In 2020, as Jay Currie suggests, the warning sign might be robinhood.com:
In the winter of 1928 Joe Kennedy, father of JFK and major stock market player, stopped to get his shoes shined. The shoeshine boy leaned in and said, “Buy Hindenburg”. Kennedy began unwinding his positions saying, “You know it’s time to sell when shoeshine boys give you stock tips. This bull market is over.”
I had a similar experience in late 1999 when a friend took out a mortgage on her condo to buy shares in the billion dollar online copy paper empire. She had a perfectly good job in retail garden supplies. Remembering Kennedy, I advised another friend that her Nortel was looking a bit overbought. As it happened she sold quite near the peak.
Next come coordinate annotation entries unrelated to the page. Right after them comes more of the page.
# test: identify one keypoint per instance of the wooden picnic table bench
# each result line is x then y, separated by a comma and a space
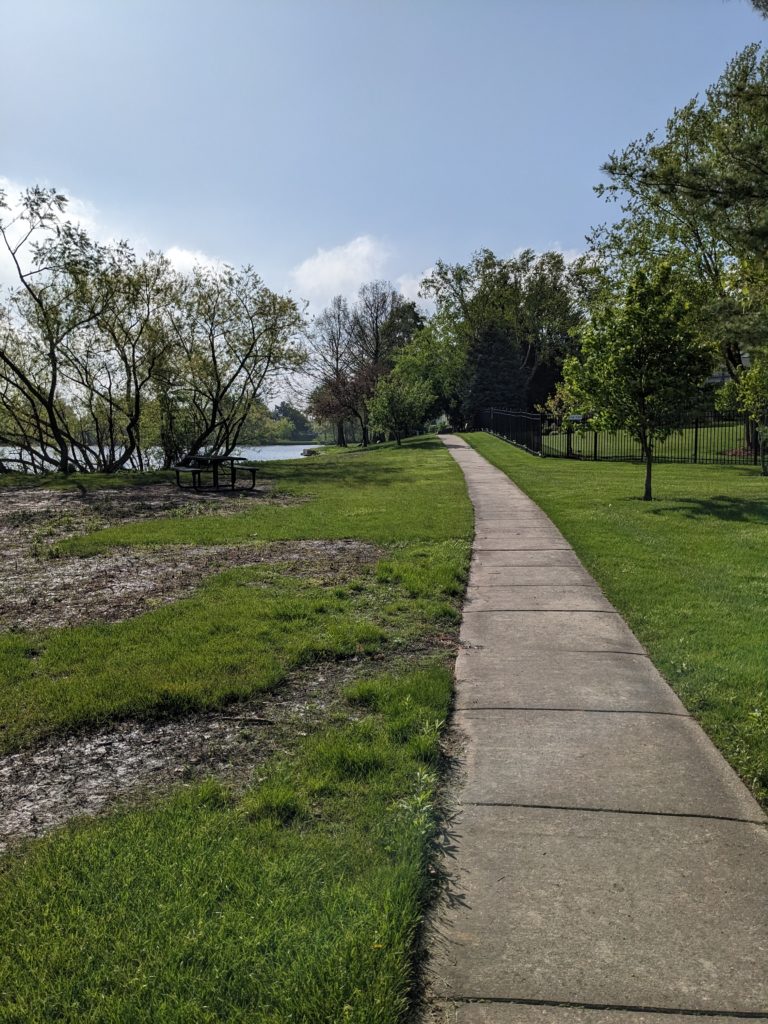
198, 464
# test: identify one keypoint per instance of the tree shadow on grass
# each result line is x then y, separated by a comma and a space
719, 507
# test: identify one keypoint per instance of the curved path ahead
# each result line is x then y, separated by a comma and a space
609, 864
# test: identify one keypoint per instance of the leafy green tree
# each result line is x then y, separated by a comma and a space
352, 348
298, 426
709, 173
641, 363
399, 403
508, 318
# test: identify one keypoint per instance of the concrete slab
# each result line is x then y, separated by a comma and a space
617, 761
583, 598
548, 631
624, 909
632, 896
508, 1013
569, 680
521, 541
529, 576
523, 556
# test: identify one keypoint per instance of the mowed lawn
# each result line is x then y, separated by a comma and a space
298, 899
688, 570
244, 630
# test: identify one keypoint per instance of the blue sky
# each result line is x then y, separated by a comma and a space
331, 141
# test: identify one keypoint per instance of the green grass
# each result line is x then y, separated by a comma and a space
689, 572
297, 901
245, 630
383, 495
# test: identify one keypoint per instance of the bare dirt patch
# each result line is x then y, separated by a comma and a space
42, 592
84, 775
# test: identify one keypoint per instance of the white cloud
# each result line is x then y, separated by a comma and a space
340, 270
185, 260
408, 285
87, 216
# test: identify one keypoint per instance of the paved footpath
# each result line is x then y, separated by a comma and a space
609, 865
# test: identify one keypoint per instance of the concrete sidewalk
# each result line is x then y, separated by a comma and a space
609, 865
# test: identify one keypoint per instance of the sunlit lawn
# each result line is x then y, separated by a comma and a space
298, 899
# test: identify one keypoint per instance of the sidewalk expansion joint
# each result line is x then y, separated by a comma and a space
758, 1015
541, 611
763, 823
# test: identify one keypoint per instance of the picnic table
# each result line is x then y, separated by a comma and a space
196, 465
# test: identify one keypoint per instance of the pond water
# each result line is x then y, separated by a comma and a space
254, 453
272, 453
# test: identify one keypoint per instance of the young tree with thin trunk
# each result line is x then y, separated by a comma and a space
642, 361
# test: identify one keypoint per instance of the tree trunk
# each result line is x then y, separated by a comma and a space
648, 453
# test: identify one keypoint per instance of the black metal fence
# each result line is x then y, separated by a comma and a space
711, 437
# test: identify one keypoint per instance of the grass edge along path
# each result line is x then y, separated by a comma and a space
688, 571
297, 901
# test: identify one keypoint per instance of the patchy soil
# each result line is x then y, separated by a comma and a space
40, 592
84, 775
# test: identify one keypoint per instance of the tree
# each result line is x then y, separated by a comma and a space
101, 352
509, 318
711, 169
749, 394
232, 337
298, 426
352, 348
399, 403
641, 361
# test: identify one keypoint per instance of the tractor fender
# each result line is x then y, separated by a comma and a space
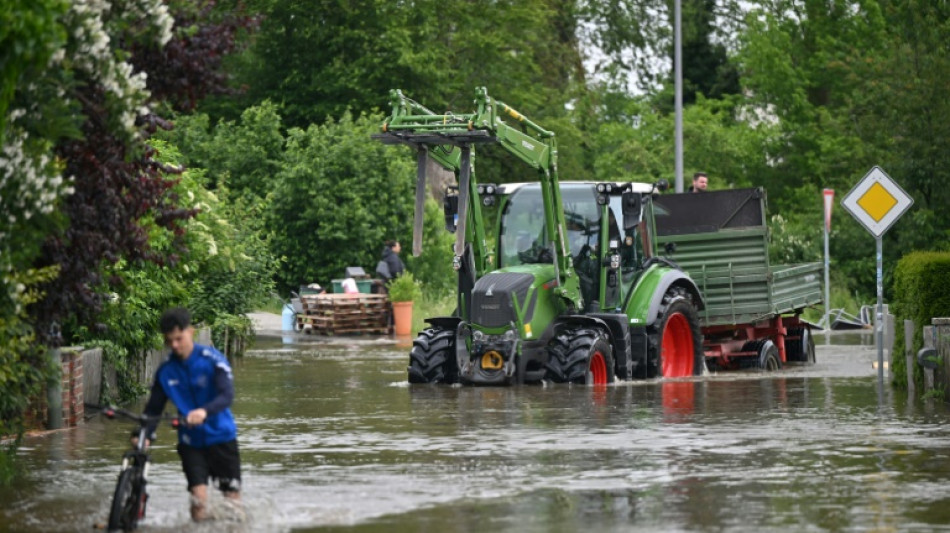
444, 322
670, 279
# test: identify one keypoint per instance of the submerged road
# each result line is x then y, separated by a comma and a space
333, 439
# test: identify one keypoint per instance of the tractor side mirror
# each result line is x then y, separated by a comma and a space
450, 209
632, 207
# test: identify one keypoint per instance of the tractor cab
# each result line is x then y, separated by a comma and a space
595, 231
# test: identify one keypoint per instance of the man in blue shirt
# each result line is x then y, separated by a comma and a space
198, 380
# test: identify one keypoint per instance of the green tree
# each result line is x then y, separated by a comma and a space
337, 199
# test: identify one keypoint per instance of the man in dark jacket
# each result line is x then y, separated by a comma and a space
198, 380
394, 264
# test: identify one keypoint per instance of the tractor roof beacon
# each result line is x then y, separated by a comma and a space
556, 281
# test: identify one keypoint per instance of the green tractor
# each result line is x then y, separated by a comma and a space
557, 281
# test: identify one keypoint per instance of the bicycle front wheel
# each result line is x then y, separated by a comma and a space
126, 503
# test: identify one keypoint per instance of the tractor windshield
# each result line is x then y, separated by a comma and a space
523, 236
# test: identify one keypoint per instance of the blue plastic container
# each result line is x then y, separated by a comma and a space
288, 318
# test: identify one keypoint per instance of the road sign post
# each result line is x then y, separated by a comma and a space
829, 197
877, 201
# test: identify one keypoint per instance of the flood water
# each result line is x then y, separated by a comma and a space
333, 439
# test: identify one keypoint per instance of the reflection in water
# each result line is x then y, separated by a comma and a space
333, 439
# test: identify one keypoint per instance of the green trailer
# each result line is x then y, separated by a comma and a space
753, 308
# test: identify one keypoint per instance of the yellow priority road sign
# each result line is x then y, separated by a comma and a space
877, 201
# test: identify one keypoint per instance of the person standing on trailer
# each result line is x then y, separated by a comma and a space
700, 182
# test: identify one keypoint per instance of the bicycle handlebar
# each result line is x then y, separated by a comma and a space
142, 419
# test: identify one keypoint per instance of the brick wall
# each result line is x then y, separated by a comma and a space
72, 383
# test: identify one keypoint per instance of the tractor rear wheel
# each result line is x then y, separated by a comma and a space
580, 356
432, 359
679, 340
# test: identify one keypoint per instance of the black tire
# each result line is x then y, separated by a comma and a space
432, 359
769, 359
580, 356
126, 502
676, 302
801, 349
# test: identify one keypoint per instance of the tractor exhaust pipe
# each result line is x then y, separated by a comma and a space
465, 176
422, 159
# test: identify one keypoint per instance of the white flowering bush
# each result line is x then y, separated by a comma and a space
31, 178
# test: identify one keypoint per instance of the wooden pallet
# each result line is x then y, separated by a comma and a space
381, 330
348, 321
344, 314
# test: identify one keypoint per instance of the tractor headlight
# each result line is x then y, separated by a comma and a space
615, 261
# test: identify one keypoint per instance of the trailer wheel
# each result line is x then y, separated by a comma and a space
803, 349
680, 350
580, 356
769, 360
432, 359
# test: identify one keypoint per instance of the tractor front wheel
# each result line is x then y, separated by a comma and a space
432, 359
680, 351
580, 356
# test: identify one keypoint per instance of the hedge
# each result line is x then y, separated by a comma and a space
921, 292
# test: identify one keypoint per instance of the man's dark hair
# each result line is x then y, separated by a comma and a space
176, 318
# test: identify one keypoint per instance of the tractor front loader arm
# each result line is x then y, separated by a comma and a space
450, 138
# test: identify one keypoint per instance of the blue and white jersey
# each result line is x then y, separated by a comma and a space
202, 380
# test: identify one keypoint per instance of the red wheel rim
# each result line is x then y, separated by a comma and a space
677, 348
598, 369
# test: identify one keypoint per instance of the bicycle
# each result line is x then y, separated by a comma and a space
130, 497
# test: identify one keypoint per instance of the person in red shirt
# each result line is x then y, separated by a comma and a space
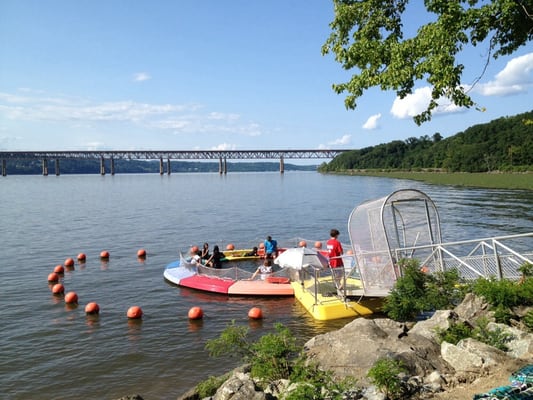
335, 250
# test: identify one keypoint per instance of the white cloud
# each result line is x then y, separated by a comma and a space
345, 139
515, 78
224, 146
178, 118
372, 122
417, 102
141, 77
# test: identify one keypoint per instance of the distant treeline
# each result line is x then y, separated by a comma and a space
75, 166
504, 144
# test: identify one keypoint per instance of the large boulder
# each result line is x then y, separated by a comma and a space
353, 349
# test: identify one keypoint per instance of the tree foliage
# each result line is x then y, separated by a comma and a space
369, 36
505, 144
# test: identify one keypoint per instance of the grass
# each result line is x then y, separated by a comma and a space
481, 180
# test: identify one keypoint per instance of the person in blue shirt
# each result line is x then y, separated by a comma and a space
271, 247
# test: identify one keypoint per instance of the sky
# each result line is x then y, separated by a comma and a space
210, 75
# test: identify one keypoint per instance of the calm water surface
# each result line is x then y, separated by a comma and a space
48, 350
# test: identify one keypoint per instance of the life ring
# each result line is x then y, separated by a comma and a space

The 2020 equivalent of the shoeshine boy is the perfect storm is the free trading platform, robinhood.com. This is a nicely designed site where you can trade shares on your computer or phone. It has become very, very popular with younger, new investors. My late 1990’s day trading pals would have killed for this sort of interface and no brokers fees. It has spawned a whole host of reddit chats, twitter streams and countless YouTube videos on the excitement of swing trading. (One fun spot to watch Robinhood is the https://robintrack.net/leaderboard which shows which stocks the people on Robinhood are buying. It is a bit slow and buggy but a great front row seat.)
What is striking about the robinhood.com world is that it revolves around trading rather than any sort of “investing”. You hop into APPL in the morning, see if you can make a couple of bucks by noon and move onto the next thing. And Apple is a real, solvent, company.
Robinhood has been in the news recently because the herd has charged into the shares of a number of companies which are either in or near bankruptcy. Hertz Rent-a-Car dropped from $20 to $0.50 in three months as the market realized that with no travelers there would be no car rentals. Interestingly, we learn from robintrack.net that at $20 there were a little over 1000 users holding, as Hertz crashed the Robinhood users piled in, at $0.55 there were 44,000 and there are now 158,000. And many will have made money, lots of money, trading the gyrating price from $0.50 to back up to $5.00.
In the run up to the crash of October 1929, long after Joe Kennedy had pulled his money from the market, retail traders were coining it trading the “swings” on margin accounts. It didn’t matter what the company actually did, it was going up. The same “irrational exuberance” was a big feature in the dot com bubble.
The lessons of the 1929 crash and the 2000 dot com bust were simple – get out early and be in no hurry to get back in. Right now the dinosaurs like Buffet and Ichan are sitting on stacks of cash. Just like Joe Kennedy was when Wall Street swan dived in October 1929. They got that cash by selling their shares to shoeshine boys and the bright lights at Robinhood.